This repository represents the official implementation of the paper titled "Single-Step Latent Diffusion for Underwater Image Restoration".
Team: Jiayi Wu, Tianfu Wang, Md Abu Bakr Siddique, Md Jahidul Islam, Cornelia Fermuller, Yiannis Aloimonos, Christopher A. Metzler.
We use conda for our envrionment mangement, use the environment.yml file to install
run python scripts/download_models.py to download pretrained models
then run sh scripts/inference/infer_real.sh to run inference on the set of example test images
Our method accepts any folder containing terrestrial image, along with the generated metric depth map from Depth-Pro.

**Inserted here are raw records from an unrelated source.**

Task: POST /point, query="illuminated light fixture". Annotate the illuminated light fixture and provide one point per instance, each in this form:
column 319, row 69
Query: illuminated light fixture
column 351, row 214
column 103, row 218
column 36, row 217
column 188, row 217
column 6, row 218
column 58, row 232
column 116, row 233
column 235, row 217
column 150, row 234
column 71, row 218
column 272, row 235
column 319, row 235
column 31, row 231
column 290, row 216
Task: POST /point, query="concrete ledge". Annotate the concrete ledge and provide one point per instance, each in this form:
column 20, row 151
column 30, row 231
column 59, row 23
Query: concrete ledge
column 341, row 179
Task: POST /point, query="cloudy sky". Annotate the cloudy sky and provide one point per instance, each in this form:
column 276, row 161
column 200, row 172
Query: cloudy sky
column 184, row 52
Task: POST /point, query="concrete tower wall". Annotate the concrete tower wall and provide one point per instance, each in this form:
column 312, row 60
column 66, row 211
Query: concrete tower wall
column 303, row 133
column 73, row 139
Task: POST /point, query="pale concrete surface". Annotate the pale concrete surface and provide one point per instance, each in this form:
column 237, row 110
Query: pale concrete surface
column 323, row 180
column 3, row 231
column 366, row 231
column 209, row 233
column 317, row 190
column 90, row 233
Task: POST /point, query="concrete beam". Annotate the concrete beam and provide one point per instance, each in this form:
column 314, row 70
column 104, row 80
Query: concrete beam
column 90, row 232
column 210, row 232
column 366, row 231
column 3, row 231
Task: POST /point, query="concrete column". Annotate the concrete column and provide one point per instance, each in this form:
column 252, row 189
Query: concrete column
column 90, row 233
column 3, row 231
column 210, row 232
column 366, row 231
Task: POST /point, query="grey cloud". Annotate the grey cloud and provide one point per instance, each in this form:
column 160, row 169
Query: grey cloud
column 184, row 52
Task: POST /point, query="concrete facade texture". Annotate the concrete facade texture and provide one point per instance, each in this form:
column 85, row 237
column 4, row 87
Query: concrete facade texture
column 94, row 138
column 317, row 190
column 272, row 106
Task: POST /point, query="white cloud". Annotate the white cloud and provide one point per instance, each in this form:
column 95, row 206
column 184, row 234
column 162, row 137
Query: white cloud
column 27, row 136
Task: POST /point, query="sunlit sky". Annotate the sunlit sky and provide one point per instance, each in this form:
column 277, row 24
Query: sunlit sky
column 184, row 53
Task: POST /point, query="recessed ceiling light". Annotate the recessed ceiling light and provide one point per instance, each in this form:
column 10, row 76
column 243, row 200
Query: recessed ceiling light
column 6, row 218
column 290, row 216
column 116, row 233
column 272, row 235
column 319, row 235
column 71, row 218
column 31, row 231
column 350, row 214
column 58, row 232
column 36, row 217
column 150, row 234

The image and depth map should be in the same folder. The depth map should have the same file name as the image with the depth_pro suffix.
In training scripts set SCRATCH_DATA_DIR location for training data.

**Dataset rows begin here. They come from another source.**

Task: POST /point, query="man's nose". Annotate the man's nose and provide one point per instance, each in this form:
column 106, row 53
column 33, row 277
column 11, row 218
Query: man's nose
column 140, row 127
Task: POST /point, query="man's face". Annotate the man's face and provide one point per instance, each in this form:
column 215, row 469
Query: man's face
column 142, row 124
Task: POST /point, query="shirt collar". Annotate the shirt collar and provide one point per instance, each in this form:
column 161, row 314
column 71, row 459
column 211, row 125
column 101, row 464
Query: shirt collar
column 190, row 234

Please inspect slurpp/datasets/UR_revised_dataloader.py for more details.
diffusion unet training script is in scripts/training/learn.sh
run scripts/training/learn.sh <NAME_OF_YAML_CONFIG_FILE>
first run scripts/training/infer_stage2.sh to generate pairs of diffusion output/gt data
then run scripts/training/stage2.sh to train cross-latent decoder using paried data
This code is modified from the following papers, we thank the authors for their work:
Wang Tianfu, Mingyang Xie, Haoming Cai, Sachin Shah, and Christopher A. Metzler. "Flash-split: 2d reflection removal with flash cues and latent diffusion separation." CVPR 2025.

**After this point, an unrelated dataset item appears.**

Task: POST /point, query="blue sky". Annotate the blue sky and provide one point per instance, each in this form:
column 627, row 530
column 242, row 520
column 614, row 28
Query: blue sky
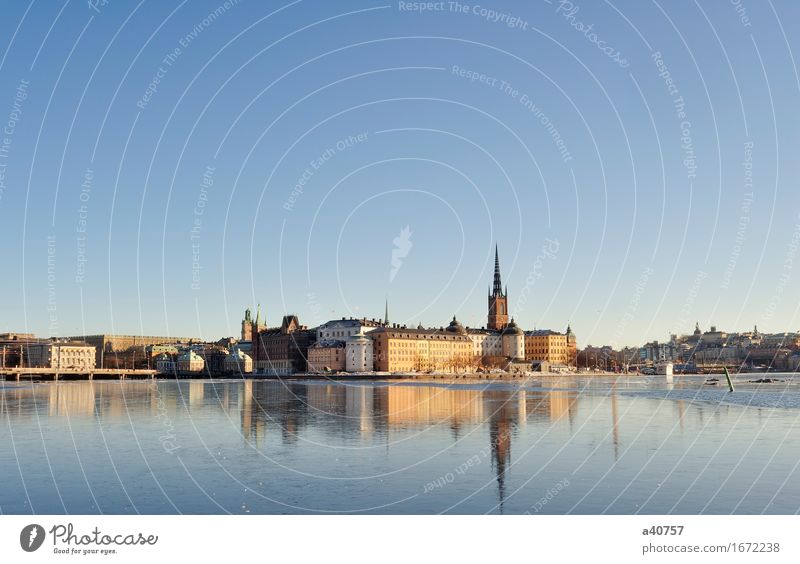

Ke Bingxin, Anton Obukhov, Shengyu Huang, Nando Metzger, Rodrigo Caye Daudt, and Konrad Schindler. "Repurposing diffusion-based image generators for monocular depth estimation." CVPR 2024.
@article{wu2025single,
title={Single-Step Latent Diffusion for Underwater Image Restoration},
author={Wu, Jiayi and Wang, Tianfu and Siddique, Md Abu Bakr and Islam, Md Jahidul and Fermuller, Cornelia and Aloimonos, Yiannis and Metzler, Christopher A},
journal={arXiv preprint arXiv:2507.07878},
year={2025}
}The code and models of this work are licensed under the Apache License, Version 2.0 (as defined in the LICENSE).